Overall, companies providing software and IT services have produced more than half of the investment signal tracked by foreign investment monitor fDi Markets in the first two weeks of March.
A natural corollary from the pick-up in demand of online services is growing demand for cybersecurity.
“Cybersecurity was already the hottest sub-sector of FDI even before the crisis started, and suffers from the biggest skills gap in the whole market,” explains Mr Loewendahl.
The demand for cybersecurity solutions will spike up at corporate and government level, as well as individual level as countries like Israel are following in the footsteps of Taiwan in allowing the tracking of smartphones of people suspected of being infected with coronavirus.
4. Healthcare and biotechnology
No surprise here. “Everybody is searching for a vaccine and healthcare services at the moment,” Mr Loewendahl says.
The coronavirus crisis has put an unprecedented strain on healthcare systems across the globe and governments will crowd in any available resource from public and private healthcare service providers to deal with it.
Biotech is the hottest industry at the moment. The global rush to find a vaccine is pumping hundreds of millions of dollars into companies in the sector. There are 35 biotech firms and academic institutions trying to develop a vaccine against Covid-19. Boston-based Moderna has already started human trials in Seattle, whereas German BioNTech announced a partnership with Pfizer that pushed its share price up more than 70% in US trading on March 17.
5. Renewable energies
“Global warming and environmental risks have not gone away, they are just more difficult to find in the press,” says Mr Loewendahl.

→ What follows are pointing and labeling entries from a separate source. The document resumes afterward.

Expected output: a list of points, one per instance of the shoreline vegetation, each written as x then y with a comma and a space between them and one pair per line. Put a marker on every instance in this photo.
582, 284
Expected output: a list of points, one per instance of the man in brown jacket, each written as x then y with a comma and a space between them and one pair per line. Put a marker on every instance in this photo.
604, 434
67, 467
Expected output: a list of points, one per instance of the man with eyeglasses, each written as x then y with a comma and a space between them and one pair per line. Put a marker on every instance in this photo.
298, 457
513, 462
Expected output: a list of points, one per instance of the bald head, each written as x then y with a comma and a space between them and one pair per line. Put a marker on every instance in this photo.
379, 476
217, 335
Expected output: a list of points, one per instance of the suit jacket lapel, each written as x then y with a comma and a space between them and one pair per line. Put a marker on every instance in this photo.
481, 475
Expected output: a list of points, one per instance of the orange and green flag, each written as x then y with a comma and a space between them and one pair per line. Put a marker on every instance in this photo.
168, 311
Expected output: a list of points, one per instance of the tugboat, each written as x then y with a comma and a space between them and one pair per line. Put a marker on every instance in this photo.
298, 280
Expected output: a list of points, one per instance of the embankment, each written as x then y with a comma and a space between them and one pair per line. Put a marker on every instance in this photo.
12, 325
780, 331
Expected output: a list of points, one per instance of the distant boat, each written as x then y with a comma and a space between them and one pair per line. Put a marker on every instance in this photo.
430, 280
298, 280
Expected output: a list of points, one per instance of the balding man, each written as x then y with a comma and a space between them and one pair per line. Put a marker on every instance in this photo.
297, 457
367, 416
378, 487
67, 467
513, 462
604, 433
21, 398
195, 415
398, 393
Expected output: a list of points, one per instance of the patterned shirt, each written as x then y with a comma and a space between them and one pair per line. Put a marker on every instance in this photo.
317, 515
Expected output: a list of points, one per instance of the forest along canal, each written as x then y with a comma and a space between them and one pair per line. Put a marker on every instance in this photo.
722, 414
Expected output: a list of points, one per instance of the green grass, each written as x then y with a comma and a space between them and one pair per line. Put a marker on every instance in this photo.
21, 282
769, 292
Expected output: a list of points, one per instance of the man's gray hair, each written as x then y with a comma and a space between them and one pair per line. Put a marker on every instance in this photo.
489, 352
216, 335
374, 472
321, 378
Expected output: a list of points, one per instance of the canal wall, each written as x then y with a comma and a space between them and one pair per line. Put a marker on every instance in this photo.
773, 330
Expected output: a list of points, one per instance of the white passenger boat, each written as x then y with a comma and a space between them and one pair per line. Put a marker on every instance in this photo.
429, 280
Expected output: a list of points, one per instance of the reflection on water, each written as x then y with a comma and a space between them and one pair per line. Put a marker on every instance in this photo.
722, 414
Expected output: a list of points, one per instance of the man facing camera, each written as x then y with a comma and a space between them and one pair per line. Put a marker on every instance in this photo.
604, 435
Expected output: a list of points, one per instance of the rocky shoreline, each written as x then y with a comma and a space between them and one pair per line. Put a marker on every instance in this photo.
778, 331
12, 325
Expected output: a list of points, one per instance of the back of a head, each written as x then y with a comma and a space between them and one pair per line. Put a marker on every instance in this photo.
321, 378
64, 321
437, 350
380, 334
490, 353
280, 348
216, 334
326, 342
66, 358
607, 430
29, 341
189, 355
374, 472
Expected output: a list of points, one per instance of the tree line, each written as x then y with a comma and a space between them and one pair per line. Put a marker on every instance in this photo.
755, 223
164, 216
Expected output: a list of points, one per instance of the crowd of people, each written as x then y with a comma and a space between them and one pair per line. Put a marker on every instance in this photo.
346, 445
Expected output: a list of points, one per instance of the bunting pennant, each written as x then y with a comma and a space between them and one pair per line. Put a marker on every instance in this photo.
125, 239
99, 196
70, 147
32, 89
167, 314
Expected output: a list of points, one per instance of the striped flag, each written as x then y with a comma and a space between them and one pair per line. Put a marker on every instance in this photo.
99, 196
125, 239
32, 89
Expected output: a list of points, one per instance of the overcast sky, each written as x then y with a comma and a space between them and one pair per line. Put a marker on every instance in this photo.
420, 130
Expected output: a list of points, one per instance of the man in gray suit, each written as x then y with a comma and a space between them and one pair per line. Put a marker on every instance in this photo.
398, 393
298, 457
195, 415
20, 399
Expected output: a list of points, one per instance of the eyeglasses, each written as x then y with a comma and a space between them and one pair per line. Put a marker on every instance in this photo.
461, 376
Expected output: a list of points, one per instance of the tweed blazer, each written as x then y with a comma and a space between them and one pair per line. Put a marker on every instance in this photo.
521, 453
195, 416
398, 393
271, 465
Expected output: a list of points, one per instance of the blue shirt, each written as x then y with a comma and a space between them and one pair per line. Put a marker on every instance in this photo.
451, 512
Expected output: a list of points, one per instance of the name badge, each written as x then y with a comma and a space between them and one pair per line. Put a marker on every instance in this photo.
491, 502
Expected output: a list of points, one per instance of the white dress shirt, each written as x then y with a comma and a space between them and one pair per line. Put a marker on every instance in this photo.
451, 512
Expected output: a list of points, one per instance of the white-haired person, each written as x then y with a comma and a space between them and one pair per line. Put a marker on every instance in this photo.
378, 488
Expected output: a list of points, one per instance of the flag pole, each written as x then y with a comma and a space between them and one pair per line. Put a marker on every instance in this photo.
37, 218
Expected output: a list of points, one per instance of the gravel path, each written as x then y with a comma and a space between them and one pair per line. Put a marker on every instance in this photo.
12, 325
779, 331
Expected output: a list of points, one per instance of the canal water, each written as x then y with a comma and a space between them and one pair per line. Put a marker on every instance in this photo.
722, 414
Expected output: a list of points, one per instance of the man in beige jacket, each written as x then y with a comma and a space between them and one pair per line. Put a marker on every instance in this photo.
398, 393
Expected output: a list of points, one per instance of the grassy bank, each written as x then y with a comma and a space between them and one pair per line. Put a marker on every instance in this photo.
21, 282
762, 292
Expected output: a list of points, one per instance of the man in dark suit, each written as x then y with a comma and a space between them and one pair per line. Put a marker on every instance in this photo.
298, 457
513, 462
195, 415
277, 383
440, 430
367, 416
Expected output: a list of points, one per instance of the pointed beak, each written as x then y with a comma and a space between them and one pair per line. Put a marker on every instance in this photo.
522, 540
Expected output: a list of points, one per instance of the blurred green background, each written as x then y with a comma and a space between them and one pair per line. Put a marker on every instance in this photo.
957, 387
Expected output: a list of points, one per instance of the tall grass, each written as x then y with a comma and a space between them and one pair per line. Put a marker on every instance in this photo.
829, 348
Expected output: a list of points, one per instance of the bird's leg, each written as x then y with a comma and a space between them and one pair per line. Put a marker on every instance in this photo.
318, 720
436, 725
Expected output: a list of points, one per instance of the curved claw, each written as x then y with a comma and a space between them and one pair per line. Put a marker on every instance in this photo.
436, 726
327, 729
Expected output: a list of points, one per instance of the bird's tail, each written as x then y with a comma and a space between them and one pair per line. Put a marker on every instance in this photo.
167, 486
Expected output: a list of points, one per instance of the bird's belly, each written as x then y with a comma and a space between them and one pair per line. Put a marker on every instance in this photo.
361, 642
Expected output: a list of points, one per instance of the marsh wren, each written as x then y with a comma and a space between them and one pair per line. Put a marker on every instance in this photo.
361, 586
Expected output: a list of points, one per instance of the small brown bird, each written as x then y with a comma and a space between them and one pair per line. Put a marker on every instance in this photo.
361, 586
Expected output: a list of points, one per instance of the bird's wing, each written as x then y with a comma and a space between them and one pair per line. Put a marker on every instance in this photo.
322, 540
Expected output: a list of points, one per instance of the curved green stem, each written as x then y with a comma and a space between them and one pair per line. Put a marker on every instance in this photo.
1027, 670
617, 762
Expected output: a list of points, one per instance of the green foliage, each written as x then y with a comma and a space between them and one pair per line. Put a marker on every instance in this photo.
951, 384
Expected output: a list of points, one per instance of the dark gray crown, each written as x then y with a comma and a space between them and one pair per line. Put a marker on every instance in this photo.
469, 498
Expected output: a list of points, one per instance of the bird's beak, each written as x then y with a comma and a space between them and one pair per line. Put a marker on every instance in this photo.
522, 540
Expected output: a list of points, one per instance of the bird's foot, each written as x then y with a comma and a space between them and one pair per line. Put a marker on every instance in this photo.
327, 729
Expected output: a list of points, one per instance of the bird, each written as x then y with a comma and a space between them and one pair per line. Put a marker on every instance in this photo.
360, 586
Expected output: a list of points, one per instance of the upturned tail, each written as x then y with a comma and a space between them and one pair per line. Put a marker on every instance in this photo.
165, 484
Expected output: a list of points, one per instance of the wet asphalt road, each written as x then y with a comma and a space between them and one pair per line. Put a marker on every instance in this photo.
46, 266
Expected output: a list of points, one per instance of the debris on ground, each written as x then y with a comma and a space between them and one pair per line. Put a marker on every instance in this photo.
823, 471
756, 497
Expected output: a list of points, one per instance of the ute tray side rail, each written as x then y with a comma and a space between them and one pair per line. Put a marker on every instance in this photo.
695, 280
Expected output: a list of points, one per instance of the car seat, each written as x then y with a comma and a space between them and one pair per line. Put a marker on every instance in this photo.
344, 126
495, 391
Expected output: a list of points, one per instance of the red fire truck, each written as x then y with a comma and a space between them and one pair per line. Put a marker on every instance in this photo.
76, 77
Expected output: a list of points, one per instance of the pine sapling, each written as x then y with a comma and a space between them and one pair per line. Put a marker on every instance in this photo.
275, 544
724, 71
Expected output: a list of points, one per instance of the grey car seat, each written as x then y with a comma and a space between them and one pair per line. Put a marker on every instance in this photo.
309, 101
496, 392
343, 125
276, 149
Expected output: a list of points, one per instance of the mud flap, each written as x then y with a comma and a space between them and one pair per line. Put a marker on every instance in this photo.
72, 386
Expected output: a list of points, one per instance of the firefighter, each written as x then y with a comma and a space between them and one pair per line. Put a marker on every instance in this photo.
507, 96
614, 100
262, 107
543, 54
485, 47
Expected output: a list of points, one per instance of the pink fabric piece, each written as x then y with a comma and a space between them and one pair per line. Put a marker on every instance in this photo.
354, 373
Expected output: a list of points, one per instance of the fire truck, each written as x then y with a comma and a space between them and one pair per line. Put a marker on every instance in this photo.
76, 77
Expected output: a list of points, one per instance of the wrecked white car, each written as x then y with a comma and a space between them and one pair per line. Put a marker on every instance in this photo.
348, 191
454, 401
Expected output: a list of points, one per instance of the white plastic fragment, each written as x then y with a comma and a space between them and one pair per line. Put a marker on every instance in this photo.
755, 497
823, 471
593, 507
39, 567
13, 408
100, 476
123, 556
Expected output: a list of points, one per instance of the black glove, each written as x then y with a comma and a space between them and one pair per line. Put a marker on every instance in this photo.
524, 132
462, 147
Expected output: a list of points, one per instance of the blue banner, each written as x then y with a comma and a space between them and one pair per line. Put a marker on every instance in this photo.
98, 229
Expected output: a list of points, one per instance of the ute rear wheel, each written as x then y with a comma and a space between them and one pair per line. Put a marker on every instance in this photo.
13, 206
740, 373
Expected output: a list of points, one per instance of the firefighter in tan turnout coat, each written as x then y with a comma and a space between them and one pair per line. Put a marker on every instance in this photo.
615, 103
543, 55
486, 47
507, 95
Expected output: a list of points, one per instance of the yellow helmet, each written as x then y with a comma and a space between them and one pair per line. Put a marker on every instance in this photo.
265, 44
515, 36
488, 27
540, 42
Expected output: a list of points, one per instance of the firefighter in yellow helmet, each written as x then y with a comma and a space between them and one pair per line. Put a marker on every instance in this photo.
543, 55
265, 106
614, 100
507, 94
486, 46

Sector-wise, renewable energy was the sixth largest recipient of FDI in terms of number of announced projects and the second largest for capital expenditure in January, according to figures from fDi Markets.
These sectors provide some guidance for IPAs and EDOs currently trying to navigate today’s troubled waters. However, the typical long-term approach of foreign investors leaves the door open for IPAs to promote investment in sectors that are currently the hardest hit. In the midst of the Italian coronavirus emergency, Thai hotel operator Six Senses announced plans to open 95 hotel rooms in a historic property in Rome by 2021.
“In the short-term it’s about survival. In two to three years time we will have a vaccine and things will be back to normal,” Mr Loewendahl concludes.